Internacional
Em Cuba, a fome era tanta que se comeu o próprio medo
O povo que as autoridades mostravam como fiel ao sistema, dócil e pacífico, não existe mais. A Cuba real se distanciou ainda mais da nação que habita a imprensa oficial, escreve a jornalista cubana Yoani Sánchez
Ninguém na fila fala nada. Uma mulher olha para a ponta de seu sapato, e um homem jovem bate com os dedos na parede. Alguns dias se passaram desde que os cubanos saíram às ruas em protestos sem precedentes nos últimos 62 anos, e a indignação está presente por toda parte. A irritação popular cresce à medida que vêm à tona imagens da brutalidade policial, testemunhos de mães com seus filhos desaparecidos desde aquele domingo e vídeos de cidades militarizadas.
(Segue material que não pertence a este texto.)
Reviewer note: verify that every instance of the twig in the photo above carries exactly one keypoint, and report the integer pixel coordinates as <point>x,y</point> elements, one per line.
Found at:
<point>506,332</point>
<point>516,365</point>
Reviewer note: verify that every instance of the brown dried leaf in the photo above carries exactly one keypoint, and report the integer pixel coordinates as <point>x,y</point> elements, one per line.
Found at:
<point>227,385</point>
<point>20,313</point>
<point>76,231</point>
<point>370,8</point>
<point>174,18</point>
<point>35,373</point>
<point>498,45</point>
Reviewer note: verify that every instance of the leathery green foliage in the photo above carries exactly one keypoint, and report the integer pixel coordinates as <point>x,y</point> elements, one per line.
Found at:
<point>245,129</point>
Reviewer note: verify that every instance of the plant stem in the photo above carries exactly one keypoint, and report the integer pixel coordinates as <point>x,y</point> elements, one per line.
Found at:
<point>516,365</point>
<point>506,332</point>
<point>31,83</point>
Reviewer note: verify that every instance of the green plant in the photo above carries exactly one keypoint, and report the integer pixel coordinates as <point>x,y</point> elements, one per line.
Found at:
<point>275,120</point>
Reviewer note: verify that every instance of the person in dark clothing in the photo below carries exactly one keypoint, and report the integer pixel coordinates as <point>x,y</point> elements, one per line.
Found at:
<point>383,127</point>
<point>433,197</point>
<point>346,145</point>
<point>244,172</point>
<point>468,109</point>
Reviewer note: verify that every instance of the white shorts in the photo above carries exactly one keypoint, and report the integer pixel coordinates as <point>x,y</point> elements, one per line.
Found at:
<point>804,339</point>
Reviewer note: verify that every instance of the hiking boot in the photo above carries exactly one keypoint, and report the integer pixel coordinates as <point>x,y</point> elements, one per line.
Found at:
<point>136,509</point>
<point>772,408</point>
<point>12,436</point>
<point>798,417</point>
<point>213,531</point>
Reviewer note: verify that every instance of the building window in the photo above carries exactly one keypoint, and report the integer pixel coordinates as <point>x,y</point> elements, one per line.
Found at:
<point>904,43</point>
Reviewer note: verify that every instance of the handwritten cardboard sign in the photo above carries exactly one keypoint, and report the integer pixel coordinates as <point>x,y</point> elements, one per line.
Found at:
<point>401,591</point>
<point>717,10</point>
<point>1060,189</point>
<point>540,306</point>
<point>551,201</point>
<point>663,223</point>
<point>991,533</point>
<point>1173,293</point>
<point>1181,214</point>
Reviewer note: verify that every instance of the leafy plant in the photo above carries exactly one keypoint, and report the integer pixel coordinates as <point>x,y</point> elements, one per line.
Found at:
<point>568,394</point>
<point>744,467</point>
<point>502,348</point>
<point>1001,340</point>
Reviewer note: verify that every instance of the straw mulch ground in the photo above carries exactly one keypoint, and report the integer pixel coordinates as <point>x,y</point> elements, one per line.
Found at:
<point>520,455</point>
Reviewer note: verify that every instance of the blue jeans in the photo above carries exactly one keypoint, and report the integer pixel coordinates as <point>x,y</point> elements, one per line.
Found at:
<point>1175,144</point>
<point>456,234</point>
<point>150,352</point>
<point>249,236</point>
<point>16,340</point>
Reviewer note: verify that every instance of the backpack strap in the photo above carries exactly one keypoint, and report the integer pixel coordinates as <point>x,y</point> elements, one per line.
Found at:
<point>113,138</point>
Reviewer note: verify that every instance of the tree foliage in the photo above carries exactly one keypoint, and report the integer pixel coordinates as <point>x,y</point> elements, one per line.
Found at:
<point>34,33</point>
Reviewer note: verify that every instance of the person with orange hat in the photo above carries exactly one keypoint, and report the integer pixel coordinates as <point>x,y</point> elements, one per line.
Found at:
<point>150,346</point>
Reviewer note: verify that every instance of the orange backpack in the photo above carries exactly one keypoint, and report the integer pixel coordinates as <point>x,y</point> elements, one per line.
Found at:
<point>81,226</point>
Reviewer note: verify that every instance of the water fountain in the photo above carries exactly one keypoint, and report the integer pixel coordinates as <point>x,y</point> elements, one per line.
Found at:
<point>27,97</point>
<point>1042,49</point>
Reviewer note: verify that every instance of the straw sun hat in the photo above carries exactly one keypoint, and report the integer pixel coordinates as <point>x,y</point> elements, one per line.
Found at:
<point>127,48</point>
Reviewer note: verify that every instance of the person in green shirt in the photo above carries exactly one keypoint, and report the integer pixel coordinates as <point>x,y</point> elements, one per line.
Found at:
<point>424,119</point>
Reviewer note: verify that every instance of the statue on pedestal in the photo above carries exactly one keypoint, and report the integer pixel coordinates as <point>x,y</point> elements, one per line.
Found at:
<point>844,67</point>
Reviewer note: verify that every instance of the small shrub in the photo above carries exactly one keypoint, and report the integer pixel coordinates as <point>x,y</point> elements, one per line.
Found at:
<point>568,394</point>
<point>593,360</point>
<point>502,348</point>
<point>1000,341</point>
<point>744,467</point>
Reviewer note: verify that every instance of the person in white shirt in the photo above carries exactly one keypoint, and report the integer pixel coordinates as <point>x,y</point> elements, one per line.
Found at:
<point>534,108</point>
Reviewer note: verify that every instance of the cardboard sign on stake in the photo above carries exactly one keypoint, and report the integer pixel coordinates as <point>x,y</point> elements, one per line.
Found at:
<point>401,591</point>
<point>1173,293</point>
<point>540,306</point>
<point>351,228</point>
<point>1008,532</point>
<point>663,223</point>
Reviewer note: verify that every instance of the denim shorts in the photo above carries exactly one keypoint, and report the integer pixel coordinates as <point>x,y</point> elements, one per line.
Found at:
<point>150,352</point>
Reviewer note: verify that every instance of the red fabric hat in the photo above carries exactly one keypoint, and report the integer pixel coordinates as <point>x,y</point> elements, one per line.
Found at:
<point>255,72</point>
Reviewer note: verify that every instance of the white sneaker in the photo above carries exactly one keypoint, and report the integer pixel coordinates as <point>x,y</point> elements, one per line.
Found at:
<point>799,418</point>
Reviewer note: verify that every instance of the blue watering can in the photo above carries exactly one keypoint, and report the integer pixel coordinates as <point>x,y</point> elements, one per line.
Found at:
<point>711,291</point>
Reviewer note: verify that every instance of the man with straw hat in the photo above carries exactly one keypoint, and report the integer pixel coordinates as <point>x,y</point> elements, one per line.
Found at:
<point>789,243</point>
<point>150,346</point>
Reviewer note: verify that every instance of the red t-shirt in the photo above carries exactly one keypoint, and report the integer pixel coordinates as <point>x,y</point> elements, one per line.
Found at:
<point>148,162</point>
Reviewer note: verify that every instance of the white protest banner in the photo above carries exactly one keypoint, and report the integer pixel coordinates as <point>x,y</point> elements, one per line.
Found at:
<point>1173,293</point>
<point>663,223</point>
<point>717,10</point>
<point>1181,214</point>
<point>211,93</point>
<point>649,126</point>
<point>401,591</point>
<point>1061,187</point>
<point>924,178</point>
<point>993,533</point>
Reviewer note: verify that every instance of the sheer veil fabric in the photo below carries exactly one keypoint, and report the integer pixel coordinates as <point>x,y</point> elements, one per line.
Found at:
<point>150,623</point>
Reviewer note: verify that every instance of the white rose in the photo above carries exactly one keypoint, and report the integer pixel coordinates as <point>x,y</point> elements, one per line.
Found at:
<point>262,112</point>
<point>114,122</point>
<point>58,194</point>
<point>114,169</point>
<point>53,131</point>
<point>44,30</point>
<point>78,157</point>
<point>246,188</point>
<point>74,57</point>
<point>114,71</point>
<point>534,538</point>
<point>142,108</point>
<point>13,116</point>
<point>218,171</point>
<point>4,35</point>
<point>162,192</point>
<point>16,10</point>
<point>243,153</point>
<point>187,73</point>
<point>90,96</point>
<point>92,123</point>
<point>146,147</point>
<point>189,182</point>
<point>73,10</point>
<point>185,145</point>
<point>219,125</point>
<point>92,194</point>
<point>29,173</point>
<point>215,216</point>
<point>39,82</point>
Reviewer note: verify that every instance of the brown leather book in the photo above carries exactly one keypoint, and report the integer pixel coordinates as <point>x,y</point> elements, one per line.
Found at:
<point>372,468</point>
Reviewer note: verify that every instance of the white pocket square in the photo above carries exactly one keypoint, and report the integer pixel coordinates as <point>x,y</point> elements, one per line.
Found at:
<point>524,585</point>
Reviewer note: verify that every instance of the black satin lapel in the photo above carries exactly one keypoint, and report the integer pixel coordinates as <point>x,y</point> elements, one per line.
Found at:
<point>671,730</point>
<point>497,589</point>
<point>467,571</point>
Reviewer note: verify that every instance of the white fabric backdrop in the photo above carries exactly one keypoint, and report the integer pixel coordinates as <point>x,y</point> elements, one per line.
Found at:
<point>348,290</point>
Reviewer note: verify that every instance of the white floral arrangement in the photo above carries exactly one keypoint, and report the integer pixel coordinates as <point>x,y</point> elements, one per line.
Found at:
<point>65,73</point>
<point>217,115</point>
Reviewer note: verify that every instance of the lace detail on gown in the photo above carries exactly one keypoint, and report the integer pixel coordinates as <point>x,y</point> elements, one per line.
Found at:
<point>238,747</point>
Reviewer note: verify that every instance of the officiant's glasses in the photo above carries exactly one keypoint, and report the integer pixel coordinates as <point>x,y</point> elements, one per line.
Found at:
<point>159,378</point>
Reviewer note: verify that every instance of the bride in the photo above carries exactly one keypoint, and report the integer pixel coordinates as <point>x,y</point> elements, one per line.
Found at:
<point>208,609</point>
Quem não conhecia a ilha antes dessa data histórica poderia dizer que as autoridades conseguiram controlar a situação e que a calma reina mais uma vez nas ruas cubanas. Mas, na realidade, essa calma aparente é apenas medo, raiva e dor. Em Havana, a tensão pode ser sentida no ar, e em todos os lugares há policiais, militares e civis pró-governo com garrotes improvisados em suas mãos.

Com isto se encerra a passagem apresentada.